Después de tentar bien el vado, el cura de Santa Ana,
doctor don José Jacinto Bohorques, se encargó de
llevar el gato al agua; esto es, de ver al virrey y en papel de
sello presentarle el recurso que al pie de la letra copiamos de
un librito:
«Excelentísimo Señor:
»El presbítero don José Jacinto Bohorques,
doctor en Sagrada Teología de la muy ilustre real y
pontificia Universidad de San Marcos, y cura propio de la
parroquia de Santa Ana, ante vuecelencia, en la forma y modo
más conforme, reverentemente dice: Que con notable ofensa
y clásico deterioro de la majestad del Divino Pastor,
Redentor y Salvador de las generaciones, se ha prohibido en este
año, por autoridad inconcusa y no de competencia, la
salida de diablos y gigantes en las procesiones públicas
de Cuasimodo. La medida es extraña e incongruente.
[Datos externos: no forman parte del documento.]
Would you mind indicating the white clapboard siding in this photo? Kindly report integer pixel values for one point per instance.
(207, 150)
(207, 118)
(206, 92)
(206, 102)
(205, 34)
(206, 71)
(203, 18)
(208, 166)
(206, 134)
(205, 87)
Primero, porque esos diablos hacen un acompañamiento
inocente a la majestad, y el pueblo ve gozoso que le rinden
parias. Y segundo, porque los gigantes, sin aterrar a la
infancia, hacen más grande la concurrencia y
acompañamiento devoto, y sin ellos la procesión
divina sería un solitario bosquejo.
»Síguese, pues, que de vuecelencia y su pío
corazón impetra el postulante que de mi parroquia de Santa
Ana salgan los católicos feligreses de diablos y gigantes
el domingo venidero, como me le prometo obtener de su
espíritu cristiano. Es justicia, etc.
»Lima, lunes 10 de abril del año del Señor de
1817. -Dr. J. J. Bohorques.
»Otrosí: que haya papabuovos».
Esto recursito puso al bonachón virrey en conflictos. Las
faldas, inclusive las de su esposa, por un lado, y por otro la
gente de sotana, que también viste faldas, lo
traían a mal traer. Tampoco quería su excelencia
romper lanzas con el alcalde del Cabildo, revocando por entero la
disposición de éste, ni lo convenía
indisponerse con lo más granado del vecindario, que se
empeñaba por que recayese decreto favorable sobre el bien
parlado recurso del doctor Bohorques.
Al fin, la antevíspera de Cuasimodo se echaron las
campanas a vuelo, festejando el siguiente decretito:
«Visto este recurso, se permite al venerable
curapárroco de Santa Ana que haga salir cuatro gigantes,
acompañando a la Divina Majestad, el domingo de Cuasimodo.
-Al otrosí, que haya papahuevos.- Una
rúbrica».
El alcalde no quedó del todo desairado, pues el decreto no
autorizaba la salida de diablos y rebajaba el cuatro el
número de gigantes.
Por algo se empieza, dijo para sí el Voltaire chiquito. Y
pensó bien, que ha más de un cuarto de siglo nos
vemos privados de procesión con mojiganga. ¡Si
cuando yo digo que está mi tierra como para huir de ella!
Para no ver desengaños y afligirme, juro y rejuro que no
concurriré a procesión de Cuasimodo hasta que no
tengamos siquiera papahuevos. Si hace falta mi firma para un
recurso ante el Consejo Provincial, ahí va.